第29章 子供は私だけで育てると決めた日(潔・千切・玲王)【中編】
千切豹馬
薄いお腹を撫でながら歩き、夜の人混みを歩いていると肩をポンッと誰かに叩かれた。驚いて後ろを振り向けばそこにはひょーまの友達である國神さんの姿。
『く、國神さん!?』
「こんな時間に1人でどうしたんだ?危ねぇぞ、千切はどうした?」
心配そうに尋ねてくる彼に私は顔を顰めてから目線を逸らした。するとそれだけで彼は何かを察したのだろう。
「もしかして、千切と喧嘩した?」
『いえ、別れただけです』
「別れたって…。もし🌸さんが大丈夫なら話を聞いてもいいか?」
その言葉に私は小さく頷いて、近くのファミレスに入ると國神さんにひょーまの事を話した。すると國神さんは大きな大きな溜息をついてから眉間を揉む。
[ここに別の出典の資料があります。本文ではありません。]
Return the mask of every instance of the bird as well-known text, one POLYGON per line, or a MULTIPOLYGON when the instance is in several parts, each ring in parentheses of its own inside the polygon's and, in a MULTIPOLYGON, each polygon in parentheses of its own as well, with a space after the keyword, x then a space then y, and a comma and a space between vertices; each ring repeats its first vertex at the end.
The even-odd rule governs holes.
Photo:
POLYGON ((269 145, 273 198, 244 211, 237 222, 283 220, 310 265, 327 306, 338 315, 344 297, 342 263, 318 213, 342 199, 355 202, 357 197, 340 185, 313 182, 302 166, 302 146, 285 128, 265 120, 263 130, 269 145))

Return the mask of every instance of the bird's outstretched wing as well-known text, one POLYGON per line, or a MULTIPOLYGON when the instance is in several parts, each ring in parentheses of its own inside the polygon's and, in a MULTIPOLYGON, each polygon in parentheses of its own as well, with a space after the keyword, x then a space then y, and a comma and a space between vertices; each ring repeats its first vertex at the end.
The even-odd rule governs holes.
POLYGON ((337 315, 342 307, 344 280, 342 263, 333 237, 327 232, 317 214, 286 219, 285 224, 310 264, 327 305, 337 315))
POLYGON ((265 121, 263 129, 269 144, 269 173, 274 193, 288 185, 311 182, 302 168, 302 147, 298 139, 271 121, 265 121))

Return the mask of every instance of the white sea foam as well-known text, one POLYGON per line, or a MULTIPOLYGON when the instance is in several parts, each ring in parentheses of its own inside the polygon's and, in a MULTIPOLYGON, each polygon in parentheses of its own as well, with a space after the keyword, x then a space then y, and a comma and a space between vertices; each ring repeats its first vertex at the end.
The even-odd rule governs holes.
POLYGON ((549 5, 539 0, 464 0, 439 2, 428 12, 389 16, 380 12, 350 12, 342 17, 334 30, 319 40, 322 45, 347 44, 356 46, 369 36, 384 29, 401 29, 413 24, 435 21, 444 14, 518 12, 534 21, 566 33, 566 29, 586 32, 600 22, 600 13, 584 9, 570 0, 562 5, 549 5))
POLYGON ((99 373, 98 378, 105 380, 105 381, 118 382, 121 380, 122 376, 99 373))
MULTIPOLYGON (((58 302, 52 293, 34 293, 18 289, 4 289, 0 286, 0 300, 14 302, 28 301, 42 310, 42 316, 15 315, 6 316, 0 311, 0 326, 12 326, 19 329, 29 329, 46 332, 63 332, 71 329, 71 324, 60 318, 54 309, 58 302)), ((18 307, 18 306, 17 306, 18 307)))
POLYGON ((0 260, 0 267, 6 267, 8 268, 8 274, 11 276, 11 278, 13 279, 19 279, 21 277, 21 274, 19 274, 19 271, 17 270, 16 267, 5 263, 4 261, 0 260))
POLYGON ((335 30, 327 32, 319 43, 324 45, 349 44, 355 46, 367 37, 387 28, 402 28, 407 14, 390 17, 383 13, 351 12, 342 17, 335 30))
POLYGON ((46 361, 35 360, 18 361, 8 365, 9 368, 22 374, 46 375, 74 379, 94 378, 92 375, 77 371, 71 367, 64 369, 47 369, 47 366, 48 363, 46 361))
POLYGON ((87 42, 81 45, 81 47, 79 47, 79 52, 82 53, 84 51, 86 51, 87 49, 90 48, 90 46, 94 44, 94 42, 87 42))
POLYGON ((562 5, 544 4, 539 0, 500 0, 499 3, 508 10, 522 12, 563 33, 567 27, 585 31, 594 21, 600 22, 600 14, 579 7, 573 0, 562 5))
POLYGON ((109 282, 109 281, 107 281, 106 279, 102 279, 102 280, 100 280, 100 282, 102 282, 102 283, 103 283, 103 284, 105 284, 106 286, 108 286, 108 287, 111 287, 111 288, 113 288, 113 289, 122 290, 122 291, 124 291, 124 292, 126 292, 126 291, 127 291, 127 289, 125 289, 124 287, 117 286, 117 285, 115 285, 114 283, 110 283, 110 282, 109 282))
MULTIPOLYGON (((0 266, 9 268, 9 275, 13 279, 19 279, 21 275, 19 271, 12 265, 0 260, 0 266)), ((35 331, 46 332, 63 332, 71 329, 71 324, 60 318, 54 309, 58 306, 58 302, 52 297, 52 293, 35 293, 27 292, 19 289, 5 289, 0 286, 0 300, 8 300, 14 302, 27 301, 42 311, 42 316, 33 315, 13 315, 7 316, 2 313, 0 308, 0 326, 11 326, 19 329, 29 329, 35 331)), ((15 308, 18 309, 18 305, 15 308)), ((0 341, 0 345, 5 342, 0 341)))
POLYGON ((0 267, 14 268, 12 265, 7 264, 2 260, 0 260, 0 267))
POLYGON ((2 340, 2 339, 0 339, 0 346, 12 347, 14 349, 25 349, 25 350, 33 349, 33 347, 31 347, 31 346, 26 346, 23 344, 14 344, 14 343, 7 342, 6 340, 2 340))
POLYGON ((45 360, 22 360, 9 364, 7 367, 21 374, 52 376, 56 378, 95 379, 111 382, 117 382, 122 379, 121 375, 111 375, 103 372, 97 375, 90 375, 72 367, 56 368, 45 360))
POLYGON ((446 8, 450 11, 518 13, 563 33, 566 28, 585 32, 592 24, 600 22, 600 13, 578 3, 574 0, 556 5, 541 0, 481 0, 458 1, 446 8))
「あのお嬢…。もう言わねぇよう頑張るって言葉どうしたんだよ」
『え?』
「お嬢、🌸さんと喧嘩する度に『別れる』って言っちまうって後悔してたんだよ。🌸さんがすげぇ傷付いた顔するからって。だから言わねぇよう頑張るって言ってたんだよ。はぁぁ…」
ヤレヤレと言わんばかりに國神さんはまた溜息をつぎながらも私を見て苦笑を浮かべる。
「まぁ、今回そうなったのは千切が悪いな。🌸さんはもうアイツと仲直りするつもりはねぇの?」
『無いです。どうせまた直ぐに別れるって言うだろうし…』
「言わねぇ。言わない」
『え…』
横からひょーまの声がしたと思えば泣きそうな顔をした彼が立っていた。